HELEN HUSSEY, DE COOPER CONSTR.
BOB BEECH, DE YU CORP.
FRANK CURTIS, DEL DEP. DE POL. DE L.A.
NATHAN COLEMAN, DEL DEP. DE POL. DE L.A.
MITCHELL BRYAN, DE RICHARDSON Y ASOC.
JENNY BAO, DE LA ASESORÍA DE FENG SHUI JENNY BAO
– ¿Qué coño hace todo el mundo en la planta baja? -inquirió Mitch.
Beech se encogió de hombros con aire de disculpa.
– La puerta principal no funciona. Estamos encerrados. Al menos hasta que Aidan averigüe lo que pasa.
– ¿Y la del garaje?
– Tampoco funciona.
– No hay nada como estar encerrado en un sitio para sentirse seguro -observó Curtis.
– Bueno -suspiró Mitch-, en cualquier caso, Grabel ha salido. Abraham no le enumera en la lista.
– Probablemente sea algo muy simple -aventuró Beech-. Suele ocurrir. Un problema de configuración de sistemas o de líneas de órdenes. Aid cree que podría deberse a una interferencia en el sistema de seguridad causada por algún sistema ajeno al nuestro e incompatible con el programa de gestión inteligente.
– Lo que yo pensaba -bromeó Curtis.
Mitch movió el ratón y pidió una imagen de la piscina en circuito cerrado.
– Qué raro -comentó.

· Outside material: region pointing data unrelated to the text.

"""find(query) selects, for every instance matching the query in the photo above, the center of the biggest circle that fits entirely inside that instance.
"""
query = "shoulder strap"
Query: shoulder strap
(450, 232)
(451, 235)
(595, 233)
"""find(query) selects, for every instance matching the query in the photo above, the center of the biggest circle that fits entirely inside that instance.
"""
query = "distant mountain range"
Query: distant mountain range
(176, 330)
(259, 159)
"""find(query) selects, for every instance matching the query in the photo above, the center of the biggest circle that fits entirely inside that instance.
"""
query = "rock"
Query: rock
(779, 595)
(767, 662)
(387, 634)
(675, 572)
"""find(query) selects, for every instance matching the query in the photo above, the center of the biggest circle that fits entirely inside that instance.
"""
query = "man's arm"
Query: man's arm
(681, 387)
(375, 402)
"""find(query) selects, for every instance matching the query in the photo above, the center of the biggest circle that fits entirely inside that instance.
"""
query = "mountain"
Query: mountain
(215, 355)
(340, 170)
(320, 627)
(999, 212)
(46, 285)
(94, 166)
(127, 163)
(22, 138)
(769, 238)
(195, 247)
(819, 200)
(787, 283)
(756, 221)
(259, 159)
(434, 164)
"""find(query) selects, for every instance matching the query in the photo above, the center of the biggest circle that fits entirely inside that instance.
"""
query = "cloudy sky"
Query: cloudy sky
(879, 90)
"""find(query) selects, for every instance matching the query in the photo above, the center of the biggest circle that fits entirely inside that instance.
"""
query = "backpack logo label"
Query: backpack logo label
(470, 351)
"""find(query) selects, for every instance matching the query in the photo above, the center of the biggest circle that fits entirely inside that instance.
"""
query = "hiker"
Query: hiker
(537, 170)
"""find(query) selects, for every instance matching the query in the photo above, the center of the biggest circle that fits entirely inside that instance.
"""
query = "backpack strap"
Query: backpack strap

Cogió el teléfono y marcó un número.
– ¿Ocurre algo? -preguntó Curtis.
Mitch dejó sonar el teléfono durante unos momentos y colgó.
– No sé -contestó-. Acabo de pedirle a Abraham que me diga dónde está Kay y me ha dicho que estaba en la piscina. Pero he tenido la piscina en el circuito cerrado de televisión y no la he visto.
Curtis se inclinó hacia la pantalla.
– Bueno, puede que esté en los vestuarios -sugirió.
Mitch negó con la cabeza.
– No, Abraham siempre es muy preciso. Si estuviese en los vestuarios, lo habría dicho.
– A lo mejor está fuera del alcance de las cámaras, o algo así. -Curtis puso el grueso dedo índice en la parte baja de la pantalla-. ¿Qué es eso? ¡Ahí! ¡En el agua!
Mitch puso el dedo junto al de Curtis.
– Abraham -dijo-, haz un primer plano de la zona que señalo con el dedo, por favor.
La imagen se agrandó.
– ¿Lo ve? -dijo Curtis-. ¿No hay algo ahí, en el agua?
– Nos haría falta una cámara cenital -dijo Mitch.
– ¿Quiere que vayamos a echar una mirada?
– No se molesten, le diré a Dukes que vaya.
Mitch cogió el teléfono. Curtis sonrió a Beech.
– Así que estamos encerrados, ¿eh?
– Me temo que sí.
– Supongo que es eso lo que quieren decir cuando aseguran que los ordenadores ahorran trabajo.
– ¿Por qué lo dice?
– Porque si no fuese por su ordenador de los cojones, ya estaría camino de mi despacho, para trabajar un poco.
En la planta baja, sonó el teléfono del mostrador holográfico. Richardson se levantó de un salto del sofá de cuero negro y se precipitó a descolgarlo.
– Soy Mitch, Ray.
– ¿Qué coño pasa? ¿Es que Kenny no ha arreglado todavía el ordenador?
– Aún sigue en ello.
– ¡Hay que joderse! Me parece que tendremos que volver arriba. Pero ocúpate de que no vuelva a encontrarme con el estúpido del poli.